Pierce, who lives in Randolph, guesses she has worked at the glove company for “over 40 years, without looking,” she says, laughing.
“Young Kurt’s father hired me here,” Pierce says, referring to the elder Kurt Haupt. “Then I worked here, oh, I don’t know how many years. And then I got done for a while, but then I came back when young Kurt (junior) and his father took it over. Been here ever since.”
Over the years, Pierce says, the roles have evolved.
“Back when young Kurt was younger, I babysitted him,” she says. “And now I’m working for him!”
The man called “Young Kurt” sits in his office a few doors away from the workroom.
“My name’s Kurt Haupt,” he says, “and I guess I own the Green Mountain Glove Company.
“I do some cutting, trimming, pairing gloves up, steaming. Just a little of everything.
“I like to hide out a lot,” he says, chuckling.
Haupt’s grandfather was hired by the glove company, “and it eventually folded so that the bank hired my grandfather to continue running the business.
“My dad and I acquired it in ‘84. We manufacture lineman’s work and protector gloves, primarily.”
A lineman works on utility lines.
Heidi Haupt, Kurt’s daughter, describes herself as the fourth generation of the Haupt family at the business.

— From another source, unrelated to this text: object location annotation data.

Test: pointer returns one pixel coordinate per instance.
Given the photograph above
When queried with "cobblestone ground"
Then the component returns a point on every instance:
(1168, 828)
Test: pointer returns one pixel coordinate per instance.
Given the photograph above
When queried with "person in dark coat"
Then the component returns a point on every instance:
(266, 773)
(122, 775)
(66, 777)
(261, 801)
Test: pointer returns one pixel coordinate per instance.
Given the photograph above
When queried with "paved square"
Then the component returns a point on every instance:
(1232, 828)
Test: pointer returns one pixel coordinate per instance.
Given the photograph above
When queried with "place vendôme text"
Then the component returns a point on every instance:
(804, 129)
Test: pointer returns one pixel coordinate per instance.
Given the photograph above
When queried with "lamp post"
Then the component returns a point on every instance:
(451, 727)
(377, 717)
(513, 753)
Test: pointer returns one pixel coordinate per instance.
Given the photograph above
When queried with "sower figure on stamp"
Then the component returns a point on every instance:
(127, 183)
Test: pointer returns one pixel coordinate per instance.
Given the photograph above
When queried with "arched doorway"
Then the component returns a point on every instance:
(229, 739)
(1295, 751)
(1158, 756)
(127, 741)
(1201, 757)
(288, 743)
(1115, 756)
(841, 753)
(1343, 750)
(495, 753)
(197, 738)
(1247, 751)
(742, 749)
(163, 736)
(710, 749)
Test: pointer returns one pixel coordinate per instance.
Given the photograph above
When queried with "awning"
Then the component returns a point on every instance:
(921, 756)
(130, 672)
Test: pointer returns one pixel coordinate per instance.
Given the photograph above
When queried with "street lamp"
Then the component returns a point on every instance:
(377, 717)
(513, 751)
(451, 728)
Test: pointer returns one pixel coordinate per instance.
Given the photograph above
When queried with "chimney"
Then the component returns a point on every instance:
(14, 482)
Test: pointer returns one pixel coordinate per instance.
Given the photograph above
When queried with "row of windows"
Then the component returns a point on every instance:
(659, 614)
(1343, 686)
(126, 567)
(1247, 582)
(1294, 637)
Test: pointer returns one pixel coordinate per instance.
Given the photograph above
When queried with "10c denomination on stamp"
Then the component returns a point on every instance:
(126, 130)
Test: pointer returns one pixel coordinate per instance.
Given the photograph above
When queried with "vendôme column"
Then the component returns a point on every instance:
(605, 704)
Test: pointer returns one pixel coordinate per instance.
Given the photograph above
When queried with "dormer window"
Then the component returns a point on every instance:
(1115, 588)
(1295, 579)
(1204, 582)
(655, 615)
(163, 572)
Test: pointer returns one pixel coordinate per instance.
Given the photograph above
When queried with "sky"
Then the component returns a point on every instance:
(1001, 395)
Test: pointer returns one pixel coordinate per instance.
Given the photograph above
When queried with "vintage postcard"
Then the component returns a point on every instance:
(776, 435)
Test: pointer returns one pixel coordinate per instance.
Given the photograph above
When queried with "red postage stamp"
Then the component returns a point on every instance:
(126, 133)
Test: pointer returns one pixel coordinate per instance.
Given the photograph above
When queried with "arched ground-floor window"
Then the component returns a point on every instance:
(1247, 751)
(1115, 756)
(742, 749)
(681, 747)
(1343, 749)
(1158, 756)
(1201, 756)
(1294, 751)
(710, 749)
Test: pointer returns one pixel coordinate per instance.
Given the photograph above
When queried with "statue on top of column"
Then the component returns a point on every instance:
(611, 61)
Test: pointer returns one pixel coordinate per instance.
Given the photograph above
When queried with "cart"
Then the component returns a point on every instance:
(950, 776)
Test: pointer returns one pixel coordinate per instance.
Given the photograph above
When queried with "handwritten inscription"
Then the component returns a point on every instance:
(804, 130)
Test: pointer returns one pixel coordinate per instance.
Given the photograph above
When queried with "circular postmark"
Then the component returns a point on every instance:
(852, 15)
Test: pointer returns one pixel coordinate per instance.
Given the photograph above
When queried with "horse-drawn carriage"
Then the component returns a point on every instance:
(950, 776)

“It’s not really any — it’s just kind of, it’s the glove company you know?” she says. “It’s not anything special to us, I guess. Just an everyday thing.
“For me sometimes, it’s also like the emotional ties you have in the family business, because my grandfather and my grandmother were over here and me and my grandfather practically lived over here. So, it’s a lot of memories of him, waltzing around, whistling and that kind of thing.
Kurt Haupt remembers when he first started as a youngster, there were 20 people at the business, compared to the handful that work there regularly now.
“A lot of the smaller utilities have been purchased by big companies, bigger companies,” he says. “I guess they have their own suppliers.”
But Pierce says Green Mountain Glove’s standards set them ahead of the competition.
“Well one thing is their product is — they’re not slap-happy about it. They make sure it’s up in number one shape and … when it goes out of here that it’s number one quality.
“I think it’s too bad that this one is so slow, I mean after all the years. It’s the overseas stuff is what’s doing it.
“Hopefully they hang on,” she says, thinking for a moment, and then she adds with a laugh: “As long as I hang on!”
“Well, I don’t know,” Kurt Haupt says, back in his office. “We’re gonna hang on as long as possible. Keep plugging away. Eventually, maybe something will come up.”